Just for a few moments on that September afternoon, joy became my raison d'etre. I knew why I was here . I learned something about adoration — the amazement at being our true selves in the presence of life as gift. Joy makes adoration, compassion, and community possible. And while these are possible, so are we. And it had something to do with very ordinary things like the kid with the ice cream, the lovers in the park, and all those greens of the leaves that luminescent afternoon on Montmartre. I learned that joy is in the particular, and I still worry a little bit about missing what's under my nose.
The groundwork of any gratitude practice is opening to wonder, recovering the ability to be astonished. In order to experience gratitude as more than a trivial acceptance of what is given (perhaps owed) to us, we must first be able to experience life's gifts as truly extraordinary and miraculous. In this way, the springtime of gratitude entails a revival and deepening of the imagination. Our horizons easily become narrowed, our perceptions blunted. The soil on which our growth as humans depends can be poisoned by patterns and strategies of denial, cynicism, resentment, and revenge.
Humans have an inexhaustible need for something that honors our capacity to wonder — to see this demonstrated over and over in scientific research and scholarly inquiry; in our awe of natural phenomena and our urge to explore space; in our admiration for humans who perform miraculous feats of creativity, virtuosity, or athleticism. We all need to get out of our skins, to journey outside the confines of our little world. However, that need can also get us into trouble. If it's not fed something nourishing then it will attach itself to activities that can do harm, such as taking unreasonable risks and doing foolish or destructive things.
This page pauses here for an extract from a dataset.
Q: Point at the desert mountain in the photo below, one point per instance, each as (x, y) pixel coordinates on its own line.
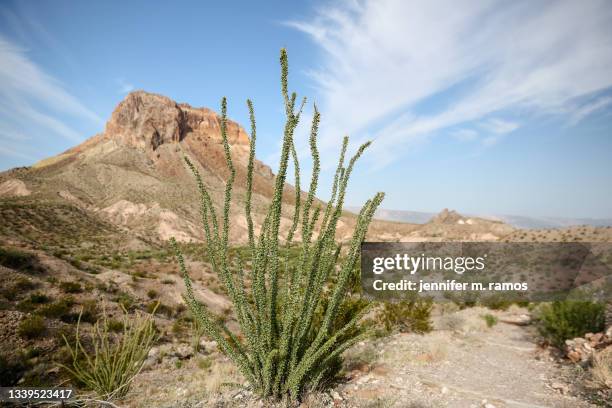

Risk taking exerts such a powerful attraction because it is related to freedom — awesome freedom to break boundaries and go beyond our limits. That's why some of us tempt fate by risking all that we have and are. Like the dormant seed in the ground, we want to respond to the warm sun and soft rain, break out of our shell and see the light of day.
Practicing gratitude both feeds our need for wonder and frames ways we can get out of ourselves (off the treadmill of me, me) and risk appropriately and courageously. We can then dare to love. We can risk openness to others and the world. We can be less attached to material things. We can see how absurd our mentality of scarcity is in the light of our relative wealth. In short, we can stop playing dead and become fully alive. Specific practices that help open us to wonder include slowing down, paying attention, giving up some control, and being alive to the unexpected.